X — N’empêche qu’à chaque conférence ou webinaire, je dois me farcir un nouveau mot sans traduction. J’ai eu droit à kaizen, puis andon, puis jidoka. Pour ceux que j’ai retenus… Je suis certain que j’en ai oublié en route. Ah si, le dernier en date était « Genchi Genbutsu ».

Ce qui sort de la bouche
Ce qui sort de la bouche

Moi — Sans oublier « Hoshin Kanri » ou « Nemawashi ».

X — Arrête, je suis déjà perdu : c’est dommage, je sens pourtant bien qu’il y a des trucs intéressants dans le Lean.

Moi — Je te propose de faire un pas de côté : est-ce que tu sais que presque tous les sodas en grand surface sont « kasher », en particulier aux Etats-Unis ?

X — Quel rapport ?

Moi — Je vais y venir… Nassim Nicholas Taleb appelle ça la tyrannie de la minorité : quand la majorité est indifférente à un sujet, une minorité exigeante peut imposer ses préférences assez facilement à toute une population. Et par ailleurs une minorité trop conciliante se fondera dans la masse, tandis qu’une majorité sensible bloquera toute évolution.

X — Et tu penses que le Lean est une de ces minorités ?

Moi — Pas qu’un peu : dans le monde de l’entreprise, la pensée dominante se transmet à coups d’injonction financière et de court-termisme froid, grâce à des cohortes de détenteurs d’un MBA.

X — Et la question du vocabulaire serait une forme d’intolérance ?

Moi — Complètement assumée.

X — Tu veux dire que vous bloquez l’accès au Lean avec des mots japonais de manière délibérée ?

Moi — « Bloquer » est un peu excessif. C’est surtout un moyen de préserver l’essentiel : les spécificités du Lean. Tiens par exemple, le « Karakuri » : au départ c’est une petite poupée qui bouge toute seule, grâce à la gravité et à des systèmes ingénieux. C’est désormais un axe majeur des efforts de Toyota sur le chemin de sa propre décarbonation : chaque année il y a des compétitions internes avec des voyages au Japon pour les meilleurs. Les connotations d’un mot comme « marionnette » ou « poupée » rendent le concept difficilement abordable en France sans le détour par le mot japonais.

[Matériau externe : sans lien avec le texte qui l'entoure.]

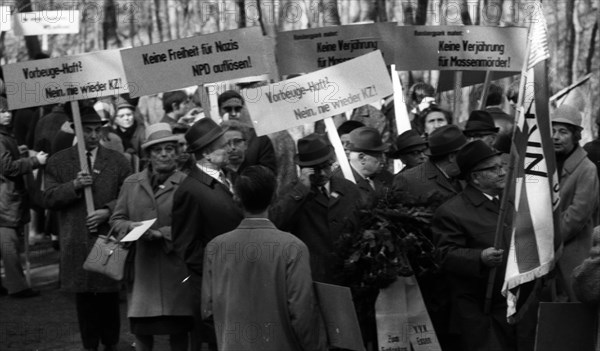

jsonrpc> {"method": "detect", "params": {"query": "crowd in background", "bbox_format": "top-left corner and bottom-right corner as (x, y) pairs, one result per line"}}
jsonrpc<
(0, 75), (600, 351)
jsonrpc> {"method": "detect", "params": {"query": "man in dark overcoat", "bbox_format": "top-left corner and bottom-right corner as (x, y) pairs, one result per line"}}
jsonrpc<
(171, 118), (243, 350)
(44, 107), (131, 350)
(432, 140), (535, 351)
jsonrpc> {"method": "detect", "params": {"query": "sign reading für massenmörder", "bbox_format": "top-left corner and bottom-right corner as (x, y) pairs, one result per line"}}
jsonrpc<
(121, 27), (273, 97)
(2, 50), (129, 110)
(245, 51), (393, 136)
(276, 22), (397, 75)
(394, 26), (527, 71)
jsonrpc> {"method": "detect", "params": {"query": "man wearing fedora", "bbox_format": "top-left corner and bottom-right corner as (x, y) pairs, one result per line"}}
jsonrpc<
(44, 106), (131, 350)
(269, 134), (360, 283)
(463, 110), (500, 148)
(432, 140), (535, 351)
(394, 124), (467, 205)
(390, 129), (427, 172)
(172, 118), (243, 350)
(552, 104), (599, 301)
(334, 127), (389, 208)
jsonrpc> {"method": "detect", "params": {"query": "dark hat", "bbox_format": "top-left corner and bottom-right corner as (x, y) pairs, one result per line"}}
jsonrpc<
(338, 120), (365, 136)
(464, 110), (500, 133)
(396, 129), (427, 155)
(552, 104), (583, 129)
(217, 90), (244, 107)
(142, 123), (180, 150)
(348, 127), (390, 152)
(456, 140), (500, 177)
(185, 118), (225, 152)
(294, 133), (335, 167)
(428, 124), (467, 156)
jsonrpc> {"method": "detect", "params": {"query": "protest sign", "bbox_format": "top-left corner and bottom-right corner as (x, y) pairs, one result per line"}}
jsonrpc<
(121, 27), (273, 97)
(394, 26), (527, 71)
(277, 22), (396, 75)
(13, 10), (80, 35)
(0, 6), (12, 32)
(245, 51), (393, 136)
(2, 50), (129, 110)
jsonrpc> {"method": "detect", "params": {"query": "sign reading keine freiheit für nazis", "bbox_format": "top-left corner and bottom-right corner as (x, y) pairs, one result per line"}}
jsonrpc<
(394, 26), (527, 71)
(121, 27), (273, 97)
(245, 51), (393, 135)
(2, 50), (130, 110)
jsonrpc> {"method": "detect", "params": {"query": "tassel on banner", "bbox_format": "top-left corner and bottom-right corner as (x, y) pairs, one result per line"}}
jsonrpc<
(375, 276), (442, 351)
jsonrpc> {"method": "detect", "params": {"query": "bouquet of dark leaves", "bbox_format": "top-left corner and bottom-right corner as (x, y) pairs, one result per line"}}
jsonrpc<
(336, 193), (445, 290)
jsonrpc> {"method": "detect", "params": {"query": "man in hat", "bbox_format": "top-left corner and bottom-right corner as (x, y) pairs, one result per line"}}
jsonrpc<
(269, 134), (360, 283)
(394, 124), (467, 205)
(463, 110), (500, 147)
(390, 129), (427, 172)
(432, 140), (521, 351)
(552, 104), (599, 301)
(334, 127), (389, 208)
(44, 106), (131, 350)
(172, 118), (243, 350)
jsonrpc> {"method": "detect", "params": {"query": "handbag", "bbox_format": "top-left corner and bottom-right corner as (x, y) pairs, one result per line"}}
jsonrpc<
(83, 229), (129, 280)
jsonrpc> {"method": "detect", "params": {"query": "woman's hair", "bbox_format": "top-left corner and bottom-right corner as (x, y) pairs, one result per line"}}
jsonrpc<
(415, 105), (452, 134)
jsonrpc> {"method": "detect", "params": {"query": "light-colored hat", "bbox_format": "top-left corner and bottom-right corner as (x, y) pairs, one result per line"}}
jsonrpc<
(142, 123), (180, 150)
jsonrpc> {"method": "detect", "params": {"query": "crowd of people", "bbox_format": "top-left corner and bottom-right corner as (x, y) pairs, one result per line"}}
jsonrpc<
(0, 77), (600, 351)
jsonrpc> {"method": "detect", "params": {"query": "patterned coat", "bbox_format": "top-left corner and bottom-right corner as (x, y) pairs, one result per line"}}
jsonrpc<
(44, 146), (131, 292)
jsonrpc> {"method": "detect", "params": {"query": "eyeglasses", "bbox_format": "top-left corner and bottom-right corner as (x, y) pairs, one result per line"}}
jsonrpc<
(223, 106), (242, 113)
(225, 138), (246, 148)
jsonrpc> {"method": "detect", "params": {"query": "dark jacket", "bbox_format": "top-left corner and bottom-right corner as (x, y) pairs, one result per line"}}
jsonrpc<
(0, 126), (40, 227)
(269, 177), (360, 283)
(44, 146), (131, 292)
(171, 167), (243, 277)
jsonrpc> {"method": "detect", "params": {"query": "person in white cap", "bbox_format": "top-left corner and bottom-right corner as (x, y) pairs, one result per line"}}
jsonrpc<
(552, 105), (599, 301)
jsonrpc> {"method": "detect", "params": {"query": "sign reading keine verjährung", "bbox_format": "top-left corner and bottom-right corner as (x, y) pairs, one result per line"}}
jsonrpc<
(2, 50), (130, 110)
(13, 9), (80, 35)
(121, 27), (273, 97)
(277, 22), (396, 75)
(395, 26), (527, 71)
(245, 51), (393, 135)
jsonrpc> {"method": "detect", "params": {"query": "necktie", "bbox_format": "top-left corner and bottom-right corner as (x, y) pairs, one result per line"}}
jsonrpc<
(85, 151), (92, 174)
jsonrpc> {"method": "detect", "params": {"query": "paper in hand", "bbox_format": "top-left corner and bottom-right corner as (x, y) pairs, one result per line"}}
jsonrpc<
(121, 218), (156, 242)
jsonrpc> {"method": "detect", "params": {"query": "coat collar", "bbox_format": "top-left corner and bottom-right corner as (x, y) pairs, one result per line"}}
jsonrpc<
(561, 146), (587, 178)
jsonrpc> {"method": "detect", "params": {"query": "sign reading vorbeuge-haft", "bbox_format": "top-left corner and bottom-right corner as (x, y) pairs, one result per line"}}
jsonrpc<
(277, 22), (397, 75)
(395, 26), (527, 71)
(2, 50), (127, 110)
(13, 10), (80, 35)
(245, 51), (393, 136)
(121, 27), (273, 97)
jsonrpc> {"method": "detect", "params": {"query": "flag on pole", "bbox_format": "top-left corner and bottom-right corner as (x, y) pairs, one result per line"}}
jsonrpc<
(502, 1), (561, 321)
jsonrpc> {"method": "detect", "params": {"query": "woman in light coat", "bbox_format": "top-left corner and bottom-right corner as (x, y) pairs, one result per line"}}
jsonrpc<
(110, 123), (193, 350)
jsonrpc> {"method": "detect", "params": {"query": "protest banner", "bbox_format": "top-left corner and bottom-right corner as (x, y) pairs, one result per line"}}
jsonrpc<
(121, 27), (273, 97)
(394, 26), (527, 71)
(2, 50), (129, 110)
(0, 6), (12, 32)
(245, 51), (393, 136)
(13, 10), (80, 36)
(276, 22), (396, 75)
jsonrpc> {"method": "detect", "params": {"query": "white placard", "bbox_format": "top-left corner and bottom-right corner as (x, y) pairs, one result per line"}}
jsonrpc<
(121, 27), (274, 97)
(13, 9), (80, 36)
(121, 218), (156, 243)
(2, 50), (129, 110)
(245, 50), (393, 135)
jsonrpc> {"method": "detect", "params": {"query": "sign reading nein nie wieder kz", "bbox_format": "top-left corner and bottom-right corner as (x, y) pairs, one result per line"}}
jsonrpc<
(121, 27), (273, 97)
(244, 51), (393, 136)
(276, 22), (396, 75)
(395, 26), (527, 71)
(2, 50), (129, 110)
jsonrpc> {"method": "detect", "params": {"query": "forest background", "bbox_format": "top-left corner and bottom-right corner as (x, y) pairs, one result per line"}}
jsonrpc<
(0, 0), (600, 141)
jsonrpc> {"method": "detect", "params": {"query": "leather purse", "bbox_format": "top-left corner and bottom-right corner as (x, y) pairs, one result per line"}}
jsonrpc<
(83, 230), (129, 280)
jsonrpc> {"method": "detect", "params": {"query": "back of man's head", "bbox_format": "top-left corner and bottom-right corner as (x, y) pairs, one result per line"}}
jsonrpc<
(234, 165), (277, 214)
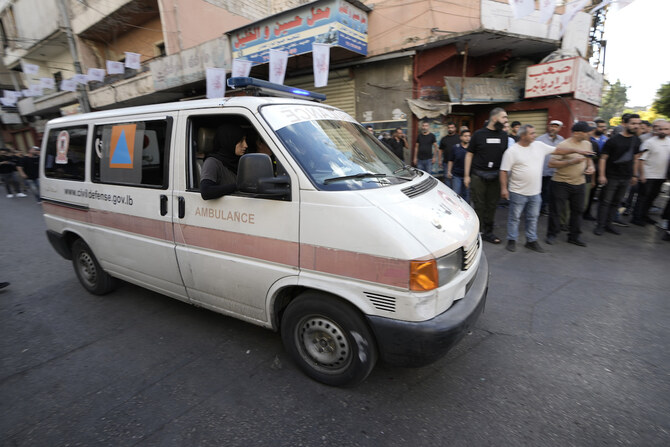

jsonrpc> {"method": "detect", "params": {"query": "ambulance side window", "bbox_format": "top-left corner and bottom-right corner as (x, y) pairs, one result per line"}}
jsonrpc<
(44, 126), (88, 182)
(186, 114), (258, 192)
(91, 118), (172, 189)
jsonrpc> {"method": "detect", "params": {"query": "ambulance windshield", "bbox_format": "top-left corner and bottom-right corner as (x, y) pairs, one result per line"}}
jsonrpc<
(262, 105), (416, 191)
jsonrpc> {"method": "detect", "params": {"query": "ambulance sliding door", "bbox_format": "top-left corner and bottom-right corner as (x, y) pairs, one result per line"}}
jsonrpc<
(173, 108), (299, 323)
(87, 113), (187, 300)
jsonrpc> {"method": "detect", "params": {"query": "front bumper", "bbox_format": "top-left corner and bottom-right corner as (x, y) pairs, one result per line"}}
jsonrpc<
(367, 252), (489, 367)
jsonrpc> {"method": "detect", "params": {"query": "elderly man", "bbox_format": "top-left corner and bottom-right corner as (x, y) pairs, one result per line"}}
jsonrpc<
(463, 107), (508, 244)
(537, 120), (565, 214)
(500, 124), (593, 253)
(546, 121), (595, 247)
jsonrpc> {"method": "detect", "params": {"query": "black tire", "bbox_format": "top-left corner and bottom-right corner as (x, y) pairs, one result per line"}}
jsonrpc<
(281, 292), (377, 386)
(72, 239), (116, 295)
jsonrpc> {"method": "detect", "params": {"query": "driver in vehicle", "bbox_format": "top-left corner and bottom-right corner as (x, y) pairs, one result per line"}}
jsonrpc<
(200, 123), (247, 200)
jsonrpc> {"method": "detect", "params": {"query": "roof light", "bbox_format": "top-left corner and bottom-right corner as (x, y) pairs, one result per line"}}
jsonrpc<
(228, 77), (326, 101)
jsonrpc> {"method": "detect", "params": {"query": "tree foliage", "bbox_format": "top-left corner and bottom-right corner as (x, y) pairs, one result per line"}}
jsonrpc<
(599, 79), (628, 122)
(654, 82), (670, 116)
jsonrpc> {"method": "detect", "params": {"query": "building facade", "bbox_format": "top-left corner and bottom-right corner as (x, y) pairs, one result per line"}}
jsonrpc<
(0, 0), (597, 151)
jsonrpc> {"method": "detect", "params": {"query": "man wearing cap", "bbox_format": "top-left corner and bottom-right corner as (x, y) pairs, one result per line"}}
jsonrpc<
(546, 121), (595, 247)
(500, 124), (592, 253)
(537, 120), (565, 215)
(631, 120), (670, 226)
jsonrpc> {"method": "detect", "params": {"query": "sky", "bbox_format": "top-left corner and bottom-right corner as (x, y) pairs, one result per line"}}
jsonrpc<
(604, 0), (670, 106)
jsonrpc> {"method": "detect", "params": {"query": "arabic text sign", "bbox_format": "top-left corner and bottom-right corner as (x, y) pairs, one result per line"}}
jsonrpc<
(230, 0), (368, 65)
(525, 57), (578, 98)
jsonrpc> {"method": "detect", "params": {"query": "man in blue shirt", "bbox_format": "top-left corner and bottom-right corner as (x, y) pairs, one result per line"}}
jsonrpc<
(536, 120), (565, 216)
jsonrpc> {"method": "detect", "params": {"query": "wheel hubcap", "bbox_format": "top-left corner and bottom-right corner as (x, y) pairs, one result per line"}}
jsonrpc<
(79, 253), (97, 286)
(296, 316), (351, 373)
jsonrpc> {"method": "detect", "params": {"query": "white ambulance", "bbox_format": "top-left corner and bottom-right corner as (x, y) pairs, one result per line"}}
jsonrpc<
(40, 78), (489, 386)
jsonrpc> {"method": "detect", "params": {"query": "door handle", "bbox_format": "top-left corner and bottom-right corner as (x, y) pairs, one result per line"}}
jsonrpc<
(161, 194), (167, 216)
(178, 196), (186, 219)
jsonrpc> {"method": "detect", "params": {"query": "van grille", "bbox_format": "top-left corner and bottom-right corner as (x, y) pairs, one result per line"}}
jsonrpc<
(364, 292), (395, 312)
(463, 236), (480, 270)
(401, 175), (437, 198)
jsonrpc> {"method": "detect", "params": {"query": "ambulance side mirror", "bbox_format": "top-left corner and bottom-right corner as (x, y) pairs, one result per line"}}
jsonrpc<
(237, 154), (291, 200)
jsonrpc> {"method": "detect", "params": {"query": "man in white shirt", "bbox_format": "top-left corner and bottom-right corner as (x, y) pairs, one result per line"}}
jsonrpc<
(631, 120), (670, 226)
(500, 124), (593, 253)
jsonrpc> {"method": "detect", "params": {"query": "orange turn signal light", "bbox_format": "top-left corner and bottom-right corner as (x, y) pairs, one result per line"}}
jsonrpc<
(409, 259), (439, 292)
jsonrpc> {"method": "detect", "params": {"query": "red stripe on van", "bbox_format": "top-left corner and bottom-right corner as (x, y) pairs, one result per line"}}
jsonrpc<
(175, 225), (298, 267)
(43, 203), (410, 289)
(44, 202), (172, 241)
(300, 244), (409, 288)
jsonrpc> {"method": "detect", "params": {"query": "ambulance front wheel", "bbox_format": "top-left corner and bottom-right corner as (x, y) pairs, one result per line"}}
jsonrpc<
(281, 292), (377, 386)
(72, 239), (116, 295)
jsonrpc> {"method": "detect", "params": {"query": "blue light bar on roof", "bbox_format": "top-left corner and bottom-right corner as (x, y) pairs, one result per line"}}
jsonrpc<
(228, 77), (326, 101)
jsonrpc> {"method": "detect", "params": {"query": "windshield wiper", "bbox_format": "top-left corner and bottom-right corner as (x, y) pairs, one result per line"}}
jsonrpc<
(323, 172), (388, 185)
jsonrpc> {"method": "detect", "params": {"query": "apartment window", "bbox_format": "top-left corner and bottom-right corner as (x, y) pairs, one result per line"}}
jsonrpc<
(91, 118), (172, 189)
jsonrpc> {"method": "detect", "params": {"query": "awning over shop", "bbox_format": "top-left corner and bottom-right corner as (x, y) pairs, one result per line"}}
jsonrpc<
(227, 0), (370, 65)
(407, 98), (451, 119)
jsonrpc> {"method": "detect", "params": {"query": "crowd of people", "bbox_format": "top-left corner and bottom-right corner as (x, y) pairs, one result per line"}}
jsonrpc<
(0, 146), (41, 203)
(394, 108), (670, 248)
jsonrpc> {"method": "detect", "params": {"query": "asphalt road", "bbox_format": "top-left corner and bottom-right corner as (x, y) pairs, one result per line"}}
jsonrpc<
(0, 194), (670, 446)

X — Mais pourquoi tout le temps et partout ?

Moi — Tu oublies le fameux « Just-in-Time », inventé par les japonais eux-même parce que ça « sonnait » bien. Puis détourné en pas-de-stock-chez-moi par des consultants, oubliant l’intérêt du stock tampon et négligeant les pertes de compétence.

X — Je sens que je ne vais pas réussir à te faire changer d’avis.

Moi — Tu bosses dans le développement logiciel, est-ce que tu te fais autant de tracas avec les « commits », « mock objects » et autres « pull requests » ?

X — Tu triches : c’est le vocabulaire d’une très large majorité de développeurs à travers le monde.

Moi — N’empêche que si tu veux devenir développeur, tu dois apprendre ces mots-concepts.

X — Tu veux dire qu’il faut accepter de redevenir débutant pour faire du Lean ?

Moi — Cela ne m’étais jamais apparu aussi clairement, mais maintenant que tu le dis, oui ! Trois fois oui même. C'est même l'intérêt principal que j'y trouve.